Is It Time for Liberals to Curl Up With a Good Book?

By Neal 

Over at the Huffington Post, Jennifer Nix talks about how four straight years of progressive activism against the neo-con machine and no fiction reading left “my soul… running on empty,” until Aleksandar Hemon‘s The Lazarus Projectresurrected my love of literature.” Mind you, it’s not as if she’s embracing escapist literature here:

“The book will sear into your mind the similar ways in which immigrants to America have been treated, then and now, in the wake of 9/11, Guantanamo and Abu Ghraib.
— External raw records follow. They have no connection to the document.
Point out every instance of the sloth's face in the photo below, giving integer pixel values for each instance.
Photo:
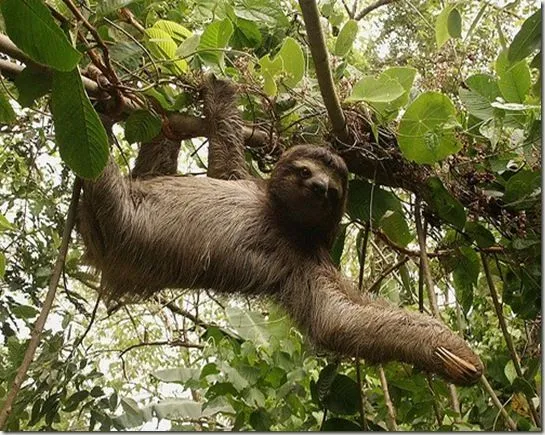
(309, 190)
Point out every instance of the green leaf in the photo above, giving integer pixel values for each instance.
(176, 409)
(454, 23)
(161, 44)
(80, 136)
(2, 265)
(246, 34)
(293, 61)
(176, 31)
(325, 380)
(528, 38)
(189, 46)
(346, 38)
(215, 38)
(142, 126)
(447, 207)
(483, 90)
(260, 420)
(265, 12)
(75, 399)
(218, 405)
(105, 7)
(179, 374)
(381, 90)
(465, 276)
(31, 27)
(395, 226)
(269, 69)
(405, 77)
(426, 129)
(483, 237)
(5, 224)
(522, 385)
(340, 424)
(7, 114)
(510, 371)
(514, 79)
(344, 396)
(252, 325)
(522, 185)
(31, 85)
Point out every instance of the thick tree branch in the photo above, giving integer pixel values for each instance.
(48, 302)
(318, 50)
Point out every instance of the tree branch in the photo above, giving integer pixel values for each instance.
(371, 8)
(508, 339)
(431, 290)
(318, 50)
(48, 302)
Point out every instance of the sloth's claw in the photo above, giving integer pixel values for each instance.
(456, 367)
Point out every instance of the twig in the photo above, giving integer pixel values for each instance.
(375, 287)
(178, 343)
(439, 253)
(436, 410)
(512, 425)
(111, 73)
(48, 302)
(80, 339)
(391, 420)
(318, 50)
(348, 10)
(371, 8)
(431, 289)
(508, 339)
(363, 253)
(361, 403)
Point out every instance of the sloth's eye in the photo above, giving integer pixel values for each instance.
(333, 194)
(305, 172)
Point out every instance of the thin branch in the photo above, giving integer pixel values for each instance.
(512, 425)
(363, 253)
(174, 343)
(425, 261)
(391, 419)
(318, 50)
(48, 302)
(508, 339)
(431, 290)
(376, 285)
(348, 10)
(106, 54)
(361, 402)
(367, 10)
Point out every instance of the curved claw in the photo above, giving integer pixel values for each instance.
(458, 369)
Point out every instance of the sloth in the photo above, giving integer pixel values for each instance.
(232, 233)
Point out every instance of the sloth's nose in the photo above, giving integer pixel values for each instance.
(319, 187)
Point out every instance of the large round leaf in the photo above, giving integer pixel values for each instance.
(426, 129)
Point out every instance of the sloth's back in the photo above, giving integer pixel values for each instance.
(193, 232)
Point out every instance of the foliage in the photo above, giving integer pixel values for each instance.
(445, 99)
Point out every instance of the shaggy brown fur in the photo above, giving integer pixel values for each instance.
(255, 238)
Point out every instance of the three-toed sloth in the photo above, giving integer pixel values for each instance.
(234, 234)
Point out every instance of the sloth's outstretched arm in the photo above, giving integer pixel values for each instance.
(226, 147)
(342, 320)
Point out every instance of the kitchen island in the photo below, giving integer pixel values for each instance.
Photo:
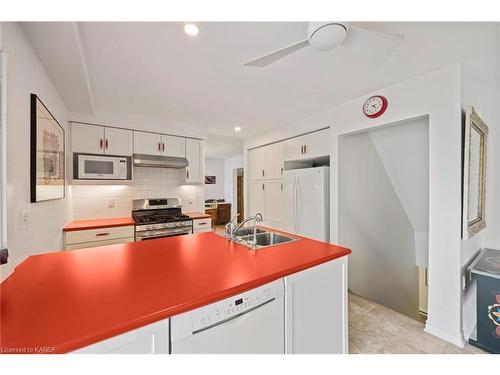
(64, 301)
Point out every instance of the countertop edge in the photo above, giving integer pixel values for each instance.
(164, 314)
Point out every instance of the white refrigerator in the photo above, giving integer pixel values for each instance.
(307, 204)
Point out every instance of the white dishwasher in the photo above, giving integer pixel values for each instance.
(252, 322)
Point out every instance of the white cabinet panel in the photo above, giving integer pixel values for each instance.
(147, 143)
(274, 203)
(317, 144)
(257, 198)
(257, 163)
(275, 165)
(88, 139)
(294, 148)
(150, 339)
(118, 142)
(195, 160)
(173, 146)
(316, 309)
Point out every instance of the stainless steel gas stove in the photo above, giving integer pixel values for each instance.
(160, 217)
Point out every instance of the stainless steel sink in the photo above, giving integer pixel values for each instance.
(246, 231)
(266, 239)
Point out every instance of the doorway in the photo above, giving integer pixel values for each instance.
(384, 213)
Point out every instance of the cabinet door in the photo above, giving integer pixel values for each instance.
(118, 142)
(316, 309)
(173, 146)
(317, 144)
(88, 139)
(193, 155)
(294, 148)
(275, 155)
(257, 198)
(257, 163)
(274, 207)
(150, 339)
(147, 143)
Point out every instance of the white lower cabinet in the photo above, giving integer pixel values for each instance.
(316, 309)
(202, 225)
(150, 339)
(80, 239)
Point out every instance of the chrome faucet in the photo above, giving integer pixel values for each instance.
(256, 219)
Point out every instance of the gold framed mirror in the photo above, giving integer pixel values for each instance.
(475, 142)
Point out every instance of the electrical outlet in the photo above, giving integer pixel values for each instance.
(24, 219)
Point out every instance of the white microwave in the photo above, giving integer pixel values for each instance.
(101, 167)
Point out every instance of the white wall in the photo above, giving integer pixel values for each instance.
(436, 94)
(373, 222)
(215, 167)
(480, 87)
(230, 164)
(25, 75)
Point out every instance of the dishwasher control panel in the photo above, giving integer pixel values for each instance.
(232, 307)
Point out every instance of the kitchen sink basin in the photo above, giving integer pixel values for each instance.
(266, 239)
(246, 231)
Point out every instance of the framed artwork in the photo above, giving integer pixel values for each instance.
(47, 157)
(475, 143)
(210, 180)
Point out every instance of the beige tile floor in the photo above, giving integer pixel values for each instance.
(376, 329)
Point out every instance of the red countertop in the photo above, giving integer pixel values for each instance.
(99, 223)
(71, 299)
(197, 215)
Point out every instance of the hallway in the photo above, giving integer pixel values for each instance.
(375, 329)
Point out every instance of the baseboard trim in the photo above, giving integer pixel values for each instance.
(454, 339)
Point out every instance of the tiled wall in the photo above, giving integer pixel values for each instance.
(92, 201)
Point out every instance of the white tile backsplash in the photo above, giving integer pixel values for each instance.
(91, 201)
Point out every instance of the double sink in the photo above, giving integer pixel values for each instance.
(264, 239)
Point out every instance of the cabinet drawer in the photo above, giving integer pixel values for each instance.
(84, 245)
(200, 224)
(96, 235)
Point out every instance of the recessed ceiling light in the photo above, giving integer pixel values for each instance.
(191, 29)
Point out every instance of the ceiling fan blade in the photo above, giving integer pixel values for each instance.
(372, 46)
(276, 55)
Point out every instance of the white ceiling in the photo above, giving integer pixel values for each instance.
(155, 68)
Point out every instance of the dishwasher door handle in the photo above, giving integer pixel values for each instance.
(238, 318)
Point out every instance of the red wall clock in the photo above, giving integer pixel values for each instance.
(375, 106)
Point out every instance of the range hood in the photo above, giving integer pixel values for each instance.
(157, 161)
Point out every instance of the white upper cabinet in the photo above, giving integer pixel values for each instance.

Hemon quotes at several points from journalistic accounts of Averbuch’s death in 1908, on which the police and media collude to create a cover-up… Change a few words, and it could be just about any day on Fox News Channel… Swap ‘terrorist’ or ‘illegal alien’ for ‘anarchist’ and you’ve got today’s cable-news-fed hysteria toward any Muslim, Mexican or other dark-skinned immigrant—or citizen—in America today.”

“Let’s start telling each other about other works of literature that rock our worlds,” Nix exhorts. “Perhaps progressive blogs could start featuring some short stories and discussing more novels—old and new—to better remember our past, and to nurture and cherish existing and emerging artistic talent. Let’s resurrect, and grow the audience for serious literature again…” Wait, isn’t that what the book blogs are supposed to be for, if the newspapers can’t get their act together? I kid because I love: While there are times when it’s convenient to have conversations bracketed off into purely literary realms, in most respects I think we could agree that there’s a false dichotomy between “the books we love” and “the rest of our lives.” And anything that keeps reading in the frame and fabric of American life has got to be okay with those of us in the publishing industry, right?